What the Clippers do present, however, is a need for a secondary ball-handler and scorer as well as an opportunity to rejuvenate a player’s career under head coach Tyronn Lue. Both Reggie Jackson and Nicolas Batum came onto the team as late offseason additions following rough seasons. A season later, both have been hot commodities in free agency.

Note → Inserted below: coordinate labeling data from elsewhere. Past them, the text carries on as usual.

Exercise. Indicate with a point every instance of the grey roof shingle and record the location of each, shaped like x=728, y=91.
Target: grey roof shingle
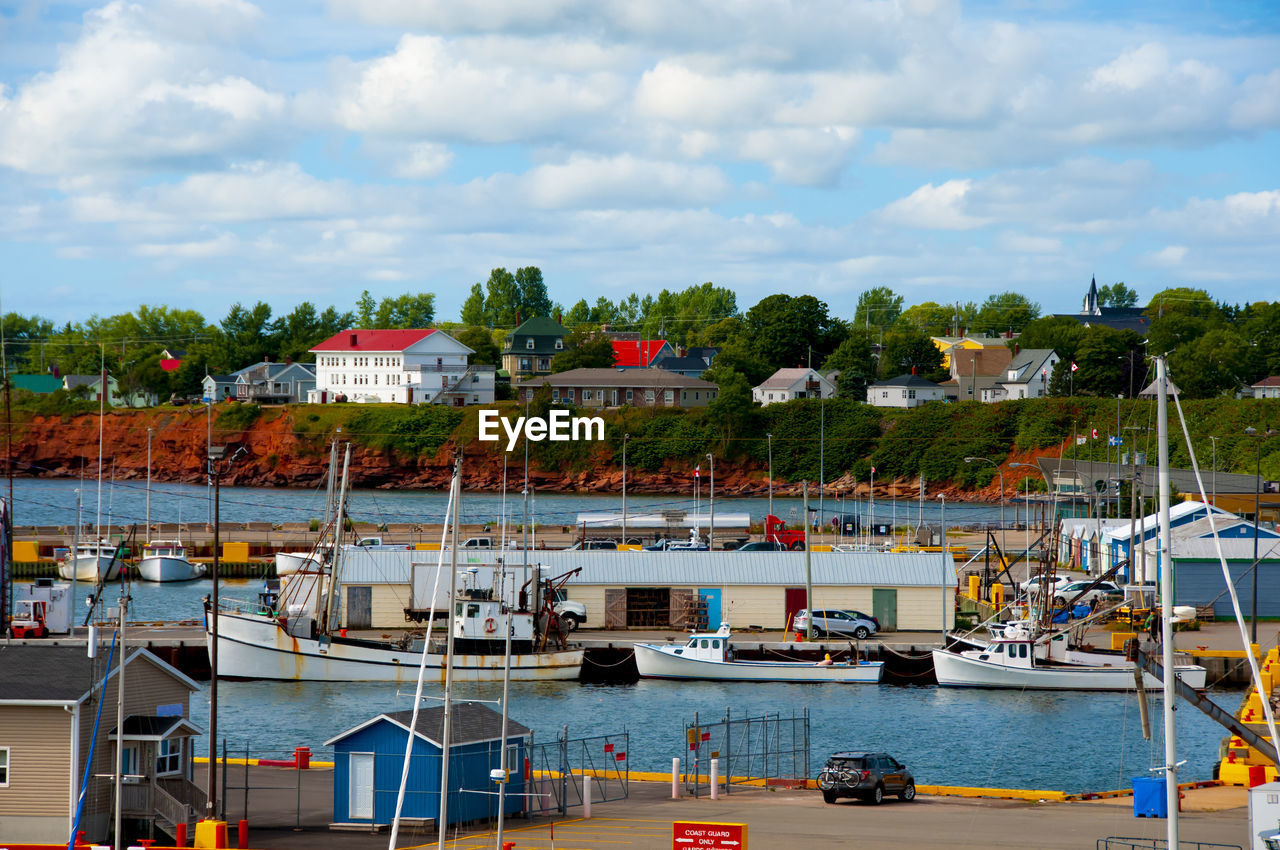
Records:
x=471, y=722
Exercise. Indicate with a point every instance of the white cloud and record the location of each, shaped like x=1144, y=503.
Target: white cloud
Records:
x=933, y=208
x=138, y=88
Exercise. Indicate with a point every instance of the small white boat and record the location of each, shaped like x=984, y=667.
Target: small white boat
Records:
x=709, y=656
x=1019, y=663
x=167, y=561
x=91, y=562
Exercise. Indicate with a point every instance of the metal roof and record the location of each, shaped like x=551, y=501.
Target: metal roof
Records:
x=677, y=569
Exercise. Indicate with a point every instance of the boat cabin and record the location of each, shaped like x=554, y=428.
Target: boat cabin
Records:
x=712, y=645
x=164, y=549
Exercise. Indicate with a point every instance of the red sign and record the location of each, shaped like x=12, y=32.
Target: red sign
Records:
x=708, y=836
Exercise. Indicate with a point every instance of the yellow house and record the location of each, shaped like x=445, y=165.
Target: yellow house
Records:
x=946, y=344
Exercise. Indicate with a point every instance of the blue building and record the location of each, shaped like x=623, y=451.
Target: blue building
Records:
x=370, y=758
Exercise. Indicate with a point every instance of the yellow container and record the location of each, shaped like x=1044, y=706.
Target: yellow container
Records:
x=1119, y=638
x=26, y=551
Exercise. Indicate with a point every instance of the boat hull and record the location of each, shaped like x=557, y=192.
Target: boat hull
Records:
x=169, y=569
x=652, y=662
x=958, y=671
x=256, y=647
x=90, y=567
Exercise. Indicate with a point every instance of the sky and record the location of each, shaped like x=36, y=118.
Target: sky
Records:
x=200, y=152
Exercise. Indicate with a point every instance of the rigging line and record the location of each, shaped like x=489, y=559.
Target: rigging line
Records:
x=1226, y=575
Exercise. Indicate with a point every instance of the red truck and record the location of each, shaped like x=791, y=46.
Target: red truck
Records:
x=777, y=531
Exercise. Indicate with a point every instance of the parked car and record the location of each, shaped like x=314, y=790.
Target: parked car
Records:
x=1102, y=592
x=762, y=545
x=837, y=622
x=865, y=775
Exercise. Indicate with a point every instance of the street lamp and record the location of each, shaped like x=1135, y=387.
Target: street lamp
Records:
x=1001, y=473
x=215, y=469
x=1257, y=517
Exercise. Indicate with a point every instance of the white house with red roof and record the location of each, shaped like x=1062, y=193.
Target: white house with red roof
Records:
x=1267, y=388
x=416, y=366
x=640, y=353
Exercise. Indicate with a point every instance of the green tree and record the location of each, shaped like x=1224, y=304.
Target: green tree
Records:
x=855, y=360
x=877, y=307
x=534, y=300
x=365, y=307
x=480, y=341
x=472, y=309
x=405, y=311
x=908, y=350
x=787, y=330
x=502, y=300
x=585, y=347
x=1008, y=311
x=1116, y=295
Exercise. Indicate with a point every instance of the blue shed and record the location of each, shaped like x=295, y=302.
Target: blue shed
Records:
x=370, y=758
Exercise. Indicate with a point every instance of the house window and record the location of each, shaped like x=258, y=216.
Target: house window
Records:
x=169, y=757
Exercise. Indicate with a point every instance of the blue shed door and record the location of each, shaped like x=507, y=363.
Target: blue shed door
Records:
x=361, y=769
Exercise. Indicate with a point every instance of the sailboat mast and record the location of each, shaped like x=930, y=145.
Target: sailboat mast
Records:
x=1166, y=604
x=443, y=823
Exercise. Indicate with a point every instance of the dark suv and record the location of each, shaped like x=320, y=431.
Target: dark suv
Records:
x=865, y=775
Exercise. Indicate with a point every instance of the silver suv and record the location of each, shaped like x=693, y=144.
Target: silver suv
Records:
x=865, y=775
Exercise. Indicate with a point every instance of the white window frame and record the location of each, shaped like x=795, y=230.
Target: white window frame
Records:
x=173, y=757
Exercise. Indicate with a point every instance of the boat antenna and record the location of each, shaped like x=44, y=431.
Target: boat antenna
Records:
x=421, y=667
x=442, y=830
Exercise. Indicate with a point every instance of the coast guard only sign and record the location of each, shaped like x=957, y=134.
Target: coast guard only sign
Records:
x=557, y=428
x=708, y=836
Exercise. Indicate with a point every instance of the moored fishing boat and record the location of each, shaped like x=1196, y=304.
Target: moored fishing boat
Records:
x=711, y=656
x=167, y=561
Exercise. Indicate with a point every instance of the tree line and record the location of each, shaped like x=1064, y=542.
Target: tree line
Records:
x=1215, y=347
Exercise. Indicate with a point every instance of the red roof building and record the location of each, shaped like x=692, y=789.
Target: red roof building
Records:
x=640, y=353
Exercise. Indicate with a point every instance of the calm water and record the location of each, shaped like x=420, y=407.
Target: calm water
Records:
x=995, y=739
x=1008, y=739
x=53, y=502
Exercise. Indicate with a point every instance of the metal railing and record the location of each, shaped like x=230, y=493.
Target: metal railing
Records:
x=766, y=749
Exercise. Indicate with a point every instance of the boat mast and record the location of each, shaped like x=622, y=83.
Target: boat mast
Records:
x=334, y=567
x=1166, y=604
x=443, y=823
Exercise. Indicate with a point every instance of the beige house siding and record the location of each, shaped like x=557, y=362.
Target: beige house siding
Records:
x=40, y=762
x=145, y=688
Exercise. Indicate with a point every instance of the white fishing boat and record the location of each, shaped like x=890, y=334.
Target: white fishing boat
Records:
x=167, y=561
x=298, y=635
x=1019, y=663
x=711, y=656
x=91, y=562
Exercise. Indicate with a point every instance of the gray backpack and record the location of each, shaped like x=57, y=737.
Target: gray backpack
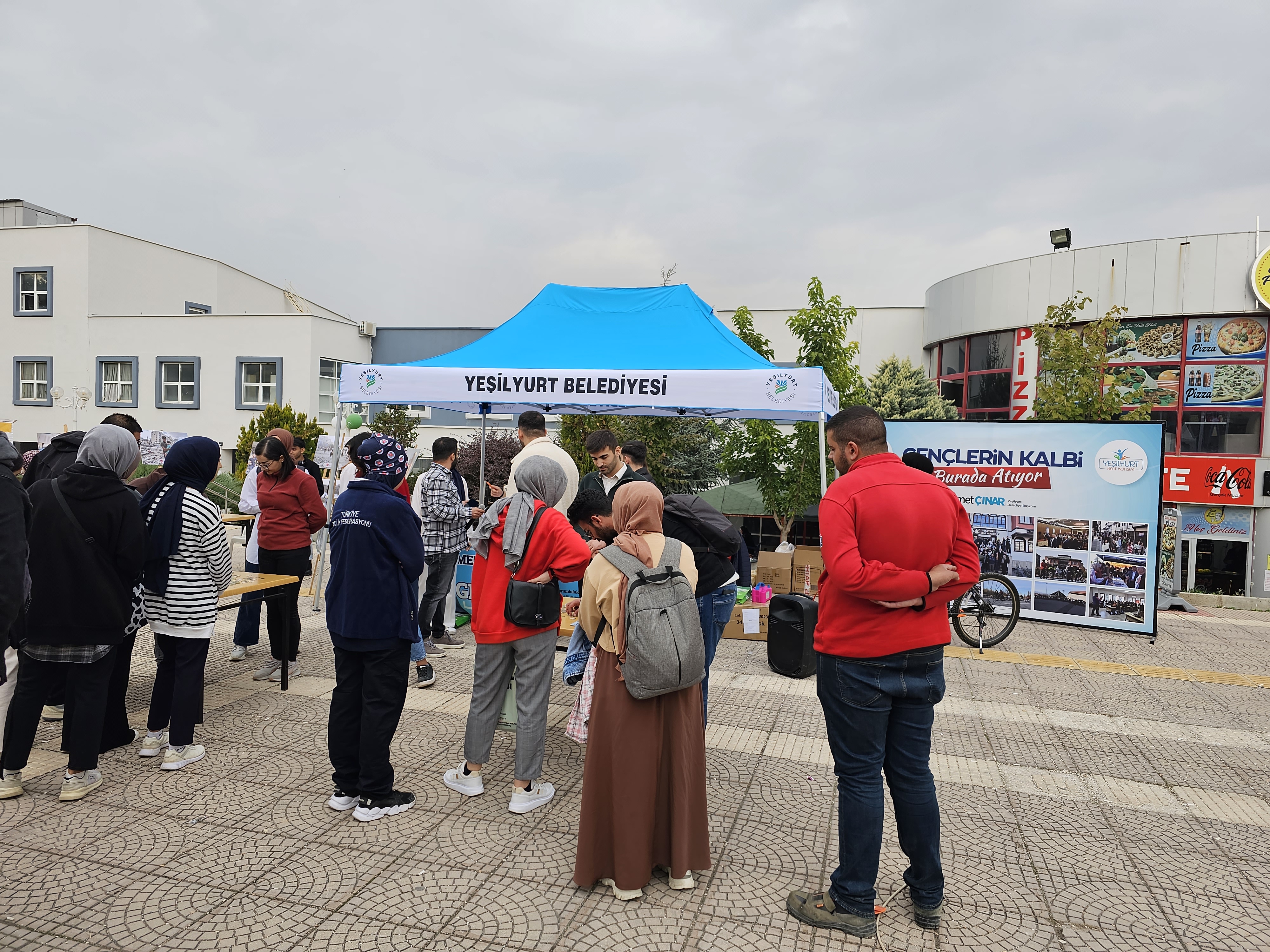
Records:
x=665, y=648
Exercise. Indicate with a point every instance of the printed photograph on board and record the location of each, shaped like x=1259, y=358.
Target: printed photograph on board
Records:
x=1120, y=572
x=1147, y=342
x=1059, y=600
x=1226, y=338
x=1064, y=534
x=1066, y=567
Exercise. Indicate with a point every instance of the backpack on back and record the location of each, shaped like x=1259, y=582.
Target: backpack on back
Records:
x=713, y=526
x=665, y=648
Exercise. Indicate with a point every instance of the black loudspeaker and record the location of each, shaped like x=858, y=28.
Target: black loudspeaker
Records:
x=791, y=633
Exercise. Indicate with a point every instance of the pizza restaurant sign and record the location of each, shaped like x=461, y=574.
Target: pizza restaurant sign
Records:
x=1205, y=480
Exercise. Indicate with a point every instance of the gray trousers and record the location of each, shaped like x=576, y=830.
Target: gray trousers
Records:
x=534, y=659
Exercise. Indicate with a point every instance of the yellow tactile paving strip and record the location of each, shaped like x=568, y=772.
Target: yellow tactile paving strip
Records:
x=1086, y=664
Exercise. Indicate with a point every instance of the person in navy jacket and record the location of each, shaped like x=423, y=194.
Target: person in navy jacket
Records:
x=377, y=558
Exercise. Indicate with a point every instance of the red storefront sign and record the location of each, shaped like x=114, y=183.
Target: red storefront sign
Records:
x=1205, y=480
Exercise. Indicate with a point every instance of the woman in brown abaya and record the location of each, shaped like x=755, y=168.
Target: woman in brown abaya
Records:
x=645, y=784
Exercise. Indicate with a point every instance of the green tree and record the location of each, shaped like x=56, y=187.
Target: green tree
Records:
x=901, y=392
x=272, y=418
x=1073, y=364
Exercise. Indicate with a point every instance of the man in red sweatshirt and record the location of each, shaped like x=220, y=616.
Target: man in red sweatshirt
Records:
x=897, y=549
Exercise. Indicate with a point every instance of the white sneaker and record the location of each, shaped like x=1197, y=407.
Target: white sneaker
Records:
x=176, y=758
x=11, y=785
x=79, y=788
x=469, y=785
x=267, y=670
x=534, y=797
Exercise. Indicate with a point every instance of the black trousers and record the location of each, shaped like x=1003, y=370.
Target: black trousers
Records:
x=116, y=731
x=284, y=612
x=87, y=687
x=365, y=711
x=177, y=700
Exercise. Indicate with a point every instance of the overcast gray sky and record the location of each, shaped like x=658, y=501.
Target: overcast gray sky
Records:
x=427, y=163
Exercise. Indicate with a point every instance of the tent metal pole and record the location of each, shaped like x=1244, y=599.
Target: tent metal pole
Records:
x=331, y=503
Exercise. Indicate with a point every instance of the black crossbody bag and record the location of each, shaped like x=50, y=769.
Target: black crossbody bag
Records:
x=531, y=605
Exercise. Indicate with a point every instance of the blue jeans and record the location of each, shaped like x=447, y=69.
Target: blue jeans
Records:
x=879, y=713
x=247, y=629
x=716, y=612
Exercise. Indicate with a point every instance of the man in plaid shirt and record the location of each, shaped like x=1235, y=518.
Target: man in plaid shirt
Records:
x=445, y=534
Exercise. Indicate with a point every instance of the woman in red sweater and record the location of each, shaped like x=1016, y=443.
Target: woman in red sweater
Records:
x=505, y=546
x=291, y=511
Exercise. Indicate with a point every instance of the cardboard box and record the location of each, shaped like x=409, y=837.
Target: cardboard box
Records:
x=806, y=577
x=774, y=569
x=758, y=620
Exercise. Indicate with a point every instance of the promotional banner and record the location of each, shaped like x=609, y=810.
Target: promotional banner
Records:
x=1069, y=511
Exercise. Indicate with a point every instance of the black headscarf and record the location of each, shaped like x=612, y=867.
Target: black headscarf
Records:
x=191, y=463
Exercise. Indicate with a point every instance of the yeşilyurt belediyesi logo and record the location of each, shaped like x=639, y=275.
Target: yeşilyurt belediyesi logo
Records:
x=1121, y=463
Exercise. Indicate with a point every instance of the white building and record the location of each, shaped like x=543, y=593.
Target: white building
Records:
x=181, y=342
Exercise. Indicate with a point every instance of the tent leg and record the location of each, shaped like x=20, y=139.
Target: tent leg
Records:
x=332, y=482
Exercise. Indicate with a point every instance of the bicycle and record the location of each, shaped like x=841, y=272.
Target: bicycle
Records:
x=987, y=612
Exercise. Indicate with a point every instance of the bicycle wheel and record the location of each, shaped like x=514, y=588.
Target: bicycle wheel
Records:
x=987, y=612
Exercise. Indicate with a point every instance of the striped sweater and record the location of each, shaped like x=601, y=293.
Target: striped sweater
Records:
x=197, y=574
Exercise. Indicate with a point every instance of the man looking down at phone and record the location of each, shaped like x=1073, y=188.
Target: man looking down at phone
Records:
x=897, y=548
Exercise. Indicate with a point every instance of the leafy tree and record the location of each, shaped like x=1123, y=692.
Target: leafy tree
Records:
x=1073, y=361
x=272, y=418
x=901, y=392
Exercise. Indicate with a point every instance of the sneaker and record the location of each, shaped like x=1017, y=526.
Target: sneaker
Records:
x=342, y=802
x=79, y=788
x=176, y=758
x=817, y=909
x=534, y=797
x=396, y=803
x=11, y=785
x=468, y=784
x=267, y=670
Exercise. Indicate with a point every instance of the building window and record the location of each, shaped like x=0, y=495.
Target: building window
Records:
x=177, y=383
x=32, y=378
x=116, y=381
x=258, y=383
x=32, y=293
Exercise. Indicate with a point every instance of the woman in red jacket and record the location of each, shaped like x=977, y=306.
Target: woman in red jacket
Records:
x=291, y=511
x=505, y=546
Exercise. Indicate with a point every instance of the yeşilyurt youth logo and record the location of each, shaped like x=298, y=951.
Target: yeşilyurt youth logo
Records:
x=782, y=388
x=370, y=381
x=1121, y=463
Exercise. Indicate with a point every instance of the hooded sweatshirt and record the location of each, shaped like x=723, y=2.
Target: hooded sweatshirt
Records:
x=79, y=597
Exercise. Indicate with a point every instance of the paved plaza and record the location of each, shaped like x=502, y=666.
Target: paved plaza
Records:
x=1098, y=794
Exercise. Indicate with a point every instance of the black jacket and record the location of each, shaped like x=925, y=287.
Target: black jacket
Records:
x=15, y=530
x=79, y=597
x=53, y=460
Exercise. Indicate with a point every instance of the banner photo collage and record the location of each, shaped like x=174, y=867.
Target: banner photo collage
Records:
x=1070, y=512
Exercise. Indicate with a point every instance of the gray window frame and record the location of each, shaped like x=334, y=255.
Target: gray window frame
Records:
x=17, y=295
x=17, y=381
x=238, y=383
x=137, y=381
x=199, y=383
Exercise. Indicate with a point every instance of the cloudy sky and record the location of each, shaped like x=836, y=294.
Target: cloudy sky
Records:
x=436, y=164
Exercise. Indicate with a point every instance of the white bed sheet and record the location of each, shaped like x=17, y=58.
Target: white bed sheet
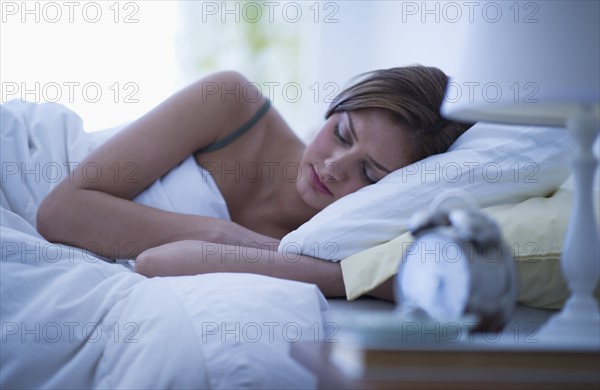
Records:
x=71, y=320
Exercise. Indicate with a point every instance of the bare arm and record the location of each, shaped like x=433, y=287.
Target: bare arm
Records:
x=98, y=214
x=200, y=257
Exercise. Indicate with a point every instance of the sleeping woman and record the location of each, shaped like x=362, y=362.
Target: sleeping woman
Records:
x=385, y=121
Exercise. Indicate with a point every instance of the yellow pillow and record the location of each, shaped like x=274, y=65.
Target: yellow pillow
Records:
x=535, y=230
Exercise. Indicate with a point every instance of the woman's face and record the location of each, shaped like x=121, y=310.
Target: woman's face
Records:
x=352, y=150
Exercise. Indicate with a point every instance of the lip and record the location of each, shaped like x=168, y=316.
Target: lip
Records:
x=317, y=183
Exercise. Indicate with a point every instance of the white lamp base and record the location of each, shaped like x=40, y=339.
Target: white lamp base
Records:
x=578, y=324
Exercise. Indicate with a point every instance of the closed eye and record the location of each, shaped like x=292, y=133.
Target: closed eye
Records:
x=338, y=135
x=363, y=166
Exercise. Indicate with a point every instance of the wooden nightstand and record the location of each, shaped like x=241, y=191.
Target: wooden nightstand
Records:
x=512, y=359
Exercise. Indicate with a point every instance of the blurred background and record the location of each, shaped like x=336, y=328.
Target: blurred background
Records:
x=111, y=61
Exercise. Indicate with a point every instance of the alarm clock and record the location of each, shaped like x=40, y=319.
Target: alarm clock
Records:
x=457, y=266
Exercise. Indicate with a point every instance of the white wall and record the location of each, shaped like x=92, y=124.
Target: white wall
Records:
x=154, y=55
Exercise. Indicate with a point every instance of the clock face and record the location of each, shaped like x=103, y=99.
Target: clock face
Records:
x=435, y=277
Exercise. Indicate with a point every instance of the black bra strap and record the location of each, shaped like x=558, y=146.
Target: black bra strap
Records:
x=232, y=136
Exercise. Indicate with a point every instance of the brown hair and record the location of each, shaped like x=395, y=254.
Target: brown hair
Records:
x=413, y=96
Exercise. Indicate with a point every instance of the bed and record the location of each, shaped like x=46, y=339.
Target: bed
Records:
x=73, y=320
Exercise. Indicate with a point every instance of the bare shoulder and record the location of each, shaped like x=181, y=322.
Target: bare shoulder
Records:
x=189, y=120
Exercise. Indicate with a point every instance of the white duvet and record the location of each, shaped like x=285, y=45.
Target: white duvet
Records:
x=71, y=320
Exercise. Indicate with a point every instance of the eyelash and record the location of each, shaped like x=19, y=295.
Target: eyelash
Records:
x=363, y=167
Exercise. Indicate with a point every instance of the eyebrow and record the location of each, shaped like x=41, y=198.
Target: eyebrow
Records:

Could those opportunities intrigue the likes of a Kelly Oubre Jr., a Rondae Hollis-Jefferson, or a Justise Winslow? They’re among a number of solid, veteran free agents still available to sign, including Lou Williams, Danny Green, Paul Millsap, James Ennis III, Moe Wagner, Enes Kanter, and Ersan Ilyasova. Of course, that’s where ‘needs’ meet ‘wants,’ and the Clippers currently need a secondary ball-handler and scorer to take the load off of Paul George as well as, hopefully, Reggie Jackson.

Kelly Oubre Jr., Warriors


DeMar DeRozan, who agreed to a three-year, $85 million deal with the Chicago Bulls via a sign-and-trade with the Spurs, was reportedly expected to meet with the Clippers during the early stages of free agency. Sources confirmed DeRozan and the Clippers’ mutual interest in a deal, but with only the $5.9 million mid-level exception to offer, the 31-year old elected to go for the additional $22 million annually and join the Bulls. And who could blame him? A potential sign-and-trade could have worked, but that would’ve hard-capped the Clippers and required a number of pieces to be moved in order to make it possible, making filling out the roster even more complicated.

The Clippers’ attention over the next few days will remain solely on retaining the services of Kawhi Leonard and Reggie Jackson. Then, it’ll likely go into trying to fill out their mid-level exception with another scorer/ball-handler.